With the passing of the One Big Beautiful Bill (OBBBA) on July 4th, 2025, many changes have been made that could affect many taxpayers in a meaningful way. Some of the biggest changes made by the OBBBA relate to Overtime, Tips, Car Interest, and Charitable Contributions.
- No Tax on Overtime: For tax years 2025-2028, the No Tax on Overtime Provision of the OBBBA allows for a deduction in addition to the standard deduction to the extent of qualified overtime reported on the employee’s W-2. The deduction is not to exceed $12,500 per individual, provided the filer has reported a valid SSN on their return. This $12,500 ceiling is applied per taxpayer SSN, even if the employee is married filing jointly. The deduction amount is also reduced (but not below zero) by $100 for each $1,000 by which the taxpayer’s modified adjusted gross income (MAGI) exceeds $150,000 ($300,000 for taxpayers filing a joint return). Therefore, the overtime deduction amount phases out completely when the taxpayer’s MAGI reaches $275,000 ($550,000 for joint filers).
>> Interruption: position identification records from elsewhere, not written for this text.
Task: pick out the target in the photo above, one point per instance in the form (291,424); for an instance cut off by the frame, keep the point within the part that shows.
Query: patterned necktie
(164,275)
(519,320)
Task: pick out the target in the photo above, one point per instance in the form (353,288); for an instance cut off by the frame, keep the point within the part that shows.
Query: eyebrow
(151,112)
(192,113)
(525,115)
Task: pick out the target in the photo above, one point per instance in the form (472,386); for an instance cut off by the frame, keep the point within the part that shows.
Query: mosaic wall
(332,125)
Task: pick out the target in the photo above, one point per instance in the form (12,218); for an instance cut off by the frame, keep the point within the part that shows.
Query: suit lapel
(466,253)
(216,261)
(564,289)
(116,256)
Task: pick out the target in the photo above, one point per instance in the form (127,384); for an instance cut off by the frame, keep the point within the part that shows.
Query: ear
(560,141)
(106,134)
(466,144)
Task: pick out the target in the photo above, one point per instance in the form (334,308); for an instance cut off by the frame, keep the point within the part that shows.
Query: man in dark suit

- No Tax on Tips: This provision allows taxpayers who receive tip income to receive a deduction equal to the amount of qualified tips received during the taxable year. This exclusion applies to those who work in an industry that customarily receives tip income, such as the food service industry and the beauty service industry. The allowable deduction for any taxable year cannot be greater than $25,000. This deduction begins to phaseout when a taxpayer’s modified adjusted gross income exceeds $150,000 ($300,000 in the case of a joint tax return) and will apply for tax years 2025-2028.
- Car Loan Interest Deduction: Up to $10,000 of interest on personal auto loans becomes deductible in 2025 through 2028 for a car purchased after 2024. The deduction is available for both taxpayers who itemize as well as those who take the standard deduction. The deduction begins to phaseout at modified adjusted gross income of $100,000 for single filers or $200,000 for joint filers.
- Charitable Contributions: Starting after 2025 (Beginning in 2026) Those who take the standard deduction can deduct up to $1,000 ($2,000 if filing jointly) in cash contributions. For an individual to claim a charitable contribution deduction, the total amount of contributions must be greater than 0.5% of the individual’s adjusted gross income for the year. A soon-to-expire provision that allows cash charitable deductions up to 60% of the individual’s contribution base is made permanent.
The OBBBA introduces several tax breaks that can significantly reduce taxable income for eligible taxpayers, making tax planning more important than ever. Consult your tax professional to understand how these changes apply to your specific situation.